In a statement, the WHO said it has received reports of two infections from China’s Zhejiang province, which include cases involving a 57-year-old man and a 30-year-old man who is his son-in-law. Some machine translations of a Chinese-language media report had suggested the two were father and son.
Health officials address new cases

A report today from Xinhua, China’s state news agency, had more details about the connection between the two men. Li Lanjuan, MD, director of the Infectious Diseases Lab in Zhejiang province, told the news service that the man and his son-in-law were not living together before the older of the two got sick, but the younger one cared for his sick father-in-law.
Lanjuan said it’s not clear if the older man transmitted the virus to his son-in-law.
The WHO said it also received reports of two H7N9 cases recently detected in Hong Kong, both of whom had traveled from the nearby mainland city of Shenzhen.
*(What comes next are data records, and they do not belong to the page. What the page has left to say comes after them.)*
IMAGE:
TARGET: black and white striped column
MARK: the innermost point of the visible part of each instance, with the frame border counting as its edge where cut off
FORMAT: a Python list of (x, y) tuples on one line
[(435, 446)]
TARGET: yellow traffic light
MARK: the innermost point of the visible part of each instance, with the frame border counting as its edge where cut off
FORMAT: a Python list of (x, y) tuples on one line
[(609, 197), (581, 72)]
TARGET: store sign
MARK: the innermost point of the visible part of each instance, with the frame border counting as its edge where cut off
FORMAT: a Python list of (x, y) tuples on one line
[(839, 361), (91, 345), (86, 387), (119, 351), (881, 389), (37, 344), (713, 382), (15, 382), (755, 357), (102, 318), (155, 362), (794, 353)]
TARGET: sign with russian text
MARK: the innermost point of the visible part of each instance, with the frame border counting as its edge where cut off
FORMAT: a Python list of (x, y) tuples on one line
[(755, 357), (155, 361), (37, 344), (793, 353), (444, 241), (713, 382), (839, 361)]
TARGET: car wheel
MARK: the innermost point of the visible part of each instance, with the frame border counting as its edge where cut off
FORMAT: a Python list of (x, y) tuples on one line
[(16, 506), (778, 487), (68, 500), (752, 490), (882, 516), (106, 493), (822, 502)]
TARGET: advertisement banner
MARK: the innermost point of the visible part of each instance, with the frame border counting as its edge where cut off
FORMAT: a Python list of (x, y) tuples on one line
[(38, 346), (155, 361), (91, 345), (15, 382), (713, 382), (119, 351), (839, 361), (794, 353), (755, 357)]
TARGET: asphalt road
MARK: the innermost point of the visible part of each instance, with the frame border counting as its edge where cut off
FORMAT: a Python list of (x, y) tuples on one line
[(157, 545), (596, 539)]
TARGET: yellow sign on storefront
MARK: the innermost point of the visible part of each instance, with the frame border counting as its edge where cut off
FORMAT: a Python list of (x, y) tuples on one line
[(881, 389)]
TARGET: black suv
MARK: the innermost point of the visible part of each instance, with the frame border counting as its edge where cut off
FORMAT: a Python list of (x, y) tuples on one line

The patients are a 36-year-old woman who was hospitalized in Hong Kong on Nov 27 after visiting Shenzhen, where she had slaughtered a chicken for cooking and eating.
Hong Kong’s other patient is an 80-year-old man from Shenzhen who traveled with family members to Hong Kong on Dec 3 for treatment of an underlying medical condition. He came down with a fever while in the hospital but is in stable condition.
So far all close contacts of the two patients have tested negative for the H7N9 virus, and there are no epidemiologic links between the two cases, according to the WHO. So far there is no evidence of sustained human-to-human transmission of H7N9, the agency said.
The four new cases bring the unofficial global number of H7N9 cases to 143, which includes 45 deaths. All but three of the cases were detected in China, but those three infections have travel links to China.
Lab studies assess changes, resistant strain behavior

Meanwhile, the task of assessing the risk of the new virus continues in national laboratories and research institutions.
A spokesman for China’s National Health and Family Planning Commission (NHFPC) told reporters at a press conference today that no H7N9 mutations have been detected, and transmission from animals appears to be the only way humans are becoming infected with the virus, according to a separate report from Xinhua.
In another lab development, researchers based at Icahn School of Medicine at Mount Sinai in New York City today reported findings from experiments that suggest oseltamivir-resistant strains of H7N9 transmit and cause disease just as effectively as strains that aren’t resistant to the drug. The team published its findings in the latest online edition of Nature Communications.
Analysis of a strain from one of Shanghai’s first H7N9 patients revealed the resistance marker in one of the strains, and resistant H7N9 strains have also been linked to clinical treatment failures in some of China’s severely ill patients. The reports raised concerns, because so far there is no vaccine against the novel strain, which leaves antiviral medications as a key treatment and prevention measure.

In the Nature Communications study, researchers used human tracheobronchial endothelial cells and a mouse model to test if the resistance mutation affects replication and pathogenicity. They also tested how well resistant and sensitive H7N9 strains replicated in mice treated with oseltamivir (Tamiflu) and zanamivir (Relenza). Their experiments also tested the ability of the strains to transmit by respiratory droplets in guinea pigs.
The investigators found that the resistance mutation, when compared with antiviral-sensitive H7N9,* didn’t hamper the ability to replicate in human respiratory tract cells or cause disease or deaths in mice. Tests in guinea pigs found that airborne H7N9 transmission was inefficient, but that acquiring oseltamivir resistance didn’t further lower transmissiblity.
The group noted that the findings run counter to earlier findings for oseltamivir-resistant seasonal H3N2. They wrote that this observation underscores the sometimes unpredictable nature of fitness in influenza A viruses.